Antonio Gramsci, 1891-1937, em “Cartas da Prisão”

Sem precisar ir tão longe, aqui entre nós, o deputado “verde” pelo estado do Rio de Janeiro, Antonio Gabeira, é autor de uma frase de teor semelhante que ilustra bem a questão.

“No caos está contido o germe de uma nova ordem.”

Antonio Gabeira, deputado federal, PV-RJ

Essa parece ser a questão relevante: no aparente “caos”, é possível, com um esforço de “apurar” a visão, vislumbrar sinais de mudança, ainda que imprecisos, se compararmos à situação de dez anos atrás. O professor de filosofia da Universidade Federal do Rio Grande do Sul, Denis Rosenfield, em recente entrevista na Folha de São Paulo (22.04.2001), lança algumas luzes sobre o assunto.

“Há uma crise estrutural no modo de se fazer política no Brasil. (…) O governo FHC, com seus problemas e tropeços, levou a cabo um processo de modernização de nosso país.

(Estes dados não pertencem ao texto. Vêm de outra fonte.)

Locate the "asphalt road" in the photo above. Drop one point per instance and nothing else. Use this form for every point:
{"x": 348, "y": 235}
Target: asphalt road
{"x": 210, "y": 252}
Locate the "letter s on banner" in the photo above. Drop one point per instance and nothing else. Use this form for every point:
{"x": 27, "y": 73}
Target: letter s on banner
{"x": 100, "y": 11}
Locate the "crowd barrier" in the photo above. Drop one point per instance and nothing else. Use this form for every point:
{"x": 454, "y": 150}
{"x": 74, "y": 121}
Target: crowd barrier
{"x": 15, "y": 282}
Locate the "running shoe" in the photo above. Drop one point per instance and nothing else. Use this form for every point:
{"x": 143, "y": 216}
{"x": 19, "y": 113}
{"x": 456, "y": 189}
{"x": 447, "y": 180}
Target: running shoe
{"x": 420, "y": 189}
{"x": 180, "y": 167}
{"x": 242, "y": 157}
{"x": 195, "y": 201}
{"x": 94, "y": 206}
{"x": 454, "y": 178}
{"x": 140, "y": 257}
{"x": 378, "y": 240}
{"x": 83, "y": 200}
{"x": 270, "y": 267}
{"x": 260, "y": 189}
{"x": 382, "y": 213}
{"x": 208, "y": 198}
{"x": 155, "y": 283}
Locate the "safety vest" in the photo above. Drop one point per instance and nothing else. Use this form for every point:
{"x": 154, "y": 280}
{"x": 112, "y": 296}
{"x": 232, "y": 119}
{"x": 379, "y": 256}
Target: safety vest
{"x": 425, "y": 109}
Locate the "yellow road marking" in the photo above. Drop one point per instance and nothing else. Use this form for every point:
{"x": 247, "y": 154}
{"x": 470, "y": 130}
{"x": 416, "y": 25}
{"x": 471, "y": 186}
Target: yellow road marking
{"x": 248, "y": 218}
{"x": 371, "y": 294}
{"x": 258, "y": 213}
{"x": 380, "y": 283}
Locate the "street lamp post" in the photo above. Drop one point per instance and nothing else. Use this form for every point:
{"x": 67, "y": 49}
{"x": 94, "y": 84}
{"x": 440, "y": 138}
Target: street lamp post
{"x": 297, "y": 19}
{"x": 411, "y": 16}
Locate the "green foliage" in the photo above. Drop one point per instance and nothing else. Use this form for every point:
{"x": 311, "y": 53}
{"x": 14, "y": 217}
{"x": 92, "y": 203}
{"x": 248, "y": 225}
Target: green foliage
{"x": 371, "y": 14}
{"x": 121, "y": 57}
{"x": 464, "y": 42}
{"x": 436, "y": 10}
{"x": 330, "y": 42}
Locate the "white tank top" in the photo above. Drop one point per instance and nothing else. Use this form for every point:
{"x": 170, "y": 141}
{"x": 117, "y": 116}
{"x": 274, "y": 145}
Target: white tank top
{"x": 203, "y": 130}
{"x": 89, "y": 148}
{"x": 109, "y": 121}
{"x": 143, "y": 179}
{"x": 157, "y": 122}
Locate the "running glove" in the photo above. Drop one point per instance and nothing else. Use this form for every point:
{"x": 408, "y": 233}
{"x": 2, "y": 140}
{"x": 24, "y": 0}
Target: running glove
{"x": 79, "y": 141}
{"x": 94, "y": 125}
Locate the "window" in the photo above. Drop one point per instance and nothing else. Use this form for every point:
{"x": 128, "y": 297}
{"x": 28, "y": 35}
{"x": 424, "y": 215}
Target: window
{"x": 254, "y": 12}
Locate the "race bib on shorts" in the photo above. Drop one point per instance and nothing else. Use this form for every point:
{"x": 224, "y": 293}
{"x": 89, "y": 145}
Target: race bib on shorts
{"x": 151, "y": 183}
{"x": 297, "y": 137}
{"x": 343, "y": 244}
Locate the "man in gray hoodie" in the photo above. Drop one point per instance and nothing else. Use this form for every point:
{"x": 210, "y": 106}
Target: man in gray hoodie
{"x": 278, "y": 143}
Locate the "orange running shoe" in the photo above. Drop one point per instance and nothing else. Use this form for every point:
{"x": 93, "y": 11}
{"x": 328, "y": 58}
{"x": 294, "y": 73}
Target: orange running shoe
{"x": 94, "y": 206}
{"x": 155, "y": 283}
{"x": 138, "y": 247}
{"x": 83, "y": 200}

Estas modificações foram feitas recorrendo aos métodos tradicionais da política brasileira, onde a exigência de moralidade não era prioritária. Ou seja, o governo FHC para modernizar o país usou de velhos instrumentos. O impasse que estamos vivendo consiste em que o ‘velho’ e o ‘novo’ coexistem, de certa maneira, nos mesmos personagens e partidos políticos.”

Denis Rosenfield, professor de filosofia, UFRS

Um modo danoso de fazer política, cultivado com afinco e impunidade durante séculos, não muda em anos. O tempo para isso deve ser medido em décadas. A diferença perceptível é que, antes, essas coisas todas aconteciam mas não apareciam. Hoje, podem vir à luz do dia sem que o mundo se acabe, enquanto a sociedade começa a usar, com empenho crescente, os mecanismos para fazer pressão pelas mudanças desejadas.

“… as instituições democráticas, republicanas, estão mostrando vitalidade e regram os conflitos e contradições em curso. Os escândalos são uma mostra de força da democracia brasileira. O que distingue a situação atual das anteriores é que os problemas aparecem, são discutidos. Quando a sujeira sai para a rua se pode limpá-la.”